Rusk se sintió mareado. Los humanos habían dado una caza despiadada a los primeros habitantes de Gorguna, sólo porque no eran como ellos. Los verdaderos amos de aquel mundo no tenían posibi­lidad alguna de vencer a los invasores, ya que se veían reducidos a unos cuantos supervivientes de una civilización hundida en la profundidad de los tiempos y no poseían un aspecto humanoide. ¡Cómo habían sido tratados los desdichados seres! Lógica­mente tuvieron que aprender a defenderse...

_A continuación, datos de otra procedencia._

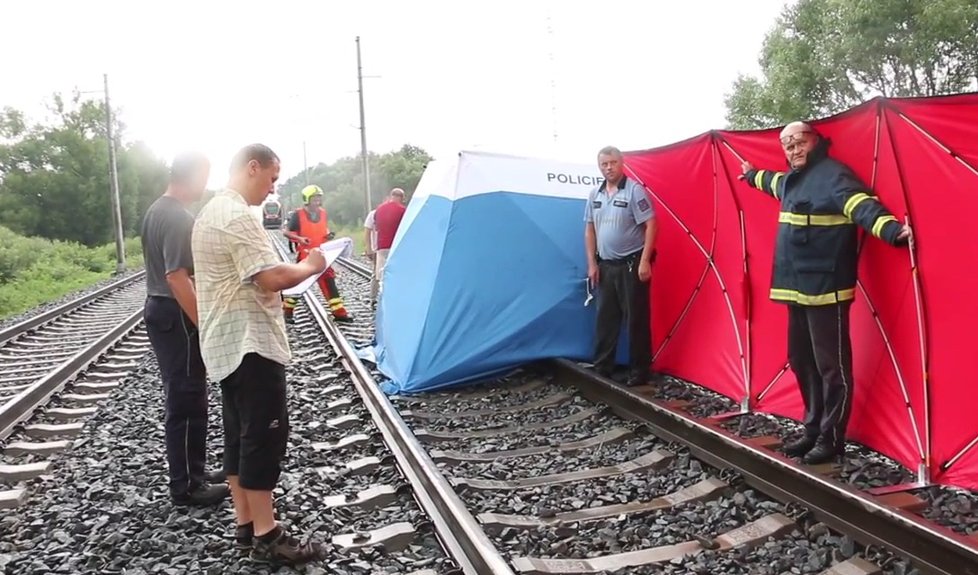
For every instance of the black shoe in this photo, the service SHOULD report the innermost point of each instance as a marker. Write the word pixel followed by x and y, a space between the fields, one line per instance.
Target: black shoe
pixel 244 536
pixel 823 453
pixel 215 476
pixel 202 496
pixel 284 549
pixel 800 447
pixel 637 379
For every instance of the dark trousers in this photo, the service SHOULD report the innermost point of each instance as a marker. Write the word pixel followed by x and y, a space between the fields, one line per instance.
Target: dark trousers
pixel 622 297
pixel 177 347
pixel 820 354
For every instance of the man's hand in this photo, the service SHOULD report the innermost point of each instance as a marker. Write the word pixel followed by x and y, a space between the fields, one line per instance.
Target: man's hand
pixel 744 168
pixel 317 260
pixel 644 271
pixel 593 274
pixel 905 236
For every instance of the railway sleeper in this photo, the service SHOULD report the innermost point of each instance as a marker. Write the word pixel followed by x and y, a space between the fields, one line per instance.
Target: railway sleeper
pixel 610 437
pixel 549 401
pixel 853 566
pixel 12 498
pixel 37 447
pixel 657 459
pixel 12 473
pixel 425 435
pixel 705 490
pixel 752 534
pixel 349 441
pixel 391 538
pixel 46 430
pixel 69 413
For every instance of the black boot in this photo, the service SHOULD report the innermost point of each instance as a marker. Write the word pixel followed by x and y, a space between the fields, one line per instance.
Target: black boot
pixel 824 452
pixel 801 446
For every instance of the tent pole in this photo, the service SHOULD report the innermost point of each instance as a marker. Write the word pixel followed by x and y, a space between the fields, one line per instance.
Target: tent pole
pixel 924 468
pixel 923 471
pixel 745 351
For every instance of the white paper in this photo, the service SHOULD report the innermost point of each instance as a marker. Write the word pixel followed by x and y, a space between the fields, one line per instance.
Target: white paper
pixel 332 250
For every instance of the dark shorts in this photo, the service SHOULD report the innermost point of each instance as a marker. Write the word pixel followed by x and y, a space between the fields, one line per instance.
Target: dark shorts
pixel 256 422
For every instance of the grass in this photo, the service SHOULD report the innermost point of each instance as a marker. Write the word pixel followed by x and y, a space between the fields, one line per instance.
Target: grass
pixel 34 271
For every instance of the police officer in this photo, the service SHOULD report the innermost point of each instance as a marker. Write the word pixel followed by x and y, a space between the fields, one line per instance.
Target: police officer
pixel 619 236
pixel 815 261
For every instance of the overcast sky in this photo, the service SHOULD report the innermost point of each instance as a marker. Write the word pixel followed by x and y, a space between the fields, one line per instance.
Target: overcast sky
pixel 215 75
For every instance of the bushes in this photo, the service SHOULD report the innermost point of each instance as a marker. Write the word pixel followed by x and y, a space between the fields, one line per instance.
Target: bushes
pixel 35 270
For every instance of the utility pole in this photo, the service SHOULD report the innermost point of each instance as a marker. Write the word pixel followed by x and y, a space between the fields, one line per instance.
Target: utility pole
pixel 120 246
pixel 363 136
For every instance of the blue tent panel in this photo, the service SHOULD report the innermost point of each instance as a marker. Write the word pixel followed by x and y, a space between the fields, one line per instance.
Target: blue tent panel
pixel 478 285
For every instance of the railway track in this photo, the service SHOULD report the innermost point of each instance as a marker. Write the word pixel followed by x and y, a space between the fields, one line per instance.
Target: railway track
pixel 374 462
pixel 566 472
pixel 83 348
pixel 532 439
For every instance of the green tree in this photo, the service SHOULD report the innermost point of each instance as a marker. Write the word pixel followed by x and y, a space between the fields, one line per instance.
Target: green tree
pixel 823 56
pixel 342 182
pixel 54 177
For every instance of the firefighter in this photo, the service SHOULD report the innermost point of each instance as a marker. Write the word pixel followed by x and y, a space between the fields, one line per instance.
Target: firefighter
pixel 285 228
pixel 308 228
pixel 815 262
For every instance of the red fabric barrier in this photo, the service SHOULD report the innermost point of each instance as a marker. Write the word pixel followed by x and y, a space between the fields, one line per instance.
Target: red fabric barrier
pixel 915 309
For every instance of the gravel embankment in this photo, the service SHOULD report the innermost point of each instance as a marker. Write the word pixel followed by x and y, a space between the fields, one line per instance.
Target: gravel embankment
pixel 4 323
pixel 106 508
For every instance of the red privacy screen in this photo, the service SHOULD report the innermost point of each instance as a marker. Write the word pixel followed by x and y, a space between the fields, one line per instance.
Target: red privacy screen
pixel 914 318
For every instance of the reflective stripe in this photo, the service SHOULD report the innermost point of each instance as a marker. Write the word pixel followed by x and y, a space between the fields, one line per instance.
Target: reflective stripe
pixel 880 222
pixel 774 183
pixel 812 219
pixel 759 179
pixel 853 201
pixel 794 296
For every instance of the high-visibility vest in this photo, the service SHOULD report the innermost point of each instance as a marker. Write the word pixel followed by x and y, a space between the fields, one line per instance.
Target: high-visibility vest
pixel 316 231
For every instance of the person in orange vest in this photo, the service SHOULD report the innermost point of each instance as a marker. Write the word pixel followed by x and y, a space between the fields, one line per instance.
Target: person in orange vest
pixel 308 228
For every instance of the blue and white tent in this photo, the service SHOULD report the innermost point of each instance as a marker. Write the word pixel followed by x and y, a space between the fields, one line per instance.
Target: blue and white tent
pixel 487 272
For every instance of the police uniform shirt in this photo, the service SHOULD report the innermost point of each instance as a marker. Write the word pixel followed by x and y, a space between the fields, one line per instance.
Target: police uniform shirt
pixel 618 218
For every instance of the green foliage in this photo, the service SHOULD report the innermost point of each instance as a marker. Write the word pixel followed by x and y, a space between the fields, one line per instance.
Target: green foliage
pixel 54 177
pixel 35 270
pixel 823 56
pixel 342 183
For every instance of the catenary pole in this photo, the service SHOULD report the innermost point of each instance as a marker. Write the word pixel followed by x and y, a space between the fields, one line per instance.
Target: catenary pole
pixel 363 136
pixel 120 246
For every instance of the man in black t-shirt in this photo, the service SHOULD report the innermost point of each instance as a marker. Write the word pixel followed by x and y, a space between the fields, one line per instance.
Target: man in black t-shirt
pixel 171 322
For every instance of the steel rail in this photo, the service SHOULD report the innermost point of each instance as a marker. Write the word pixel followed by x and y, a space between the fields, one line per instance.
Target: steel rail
pixel 458 530
pixel 932 548
pixel 10 332
pixel 24 404
pixel 356 267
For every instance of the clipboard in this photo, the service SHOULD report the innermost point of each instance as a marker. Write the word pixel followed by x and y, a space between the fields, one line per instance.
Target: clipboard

Los tres gorgunianos se presentaron tan sumisos como siempre.

—No son más que unos animales que, por ca­sualidad, han llegado a adquirir forma humana —les gritó Rusk.

Los indígenas se estremecieron como si recono­cieran su culpa, cuando en realidad no la tenían en absoluto. Sólo el hombre era responsable del desas­tre, por estar convencido, en su ignorancia, que todo lo que quisiera compararse con él tenía que poseer también su forma. En adelante, el humano habría de cambiar de ideas y transformarlas total­mente, si deseaba seguir afirmando su posición en el cosmos.

Llevado de súbita consternación, Rusk arrojó su carabina al suelo.

—¡Te felicito, Humanidad! —murmuró con sar­casmo.

Argin se le acercó, y juntos volvieron junto al dragón liquinoso. Aun sin acertar a entender lo que veía, Grofft observó cómo ambos hombres se apro­ximaban al erguido ser.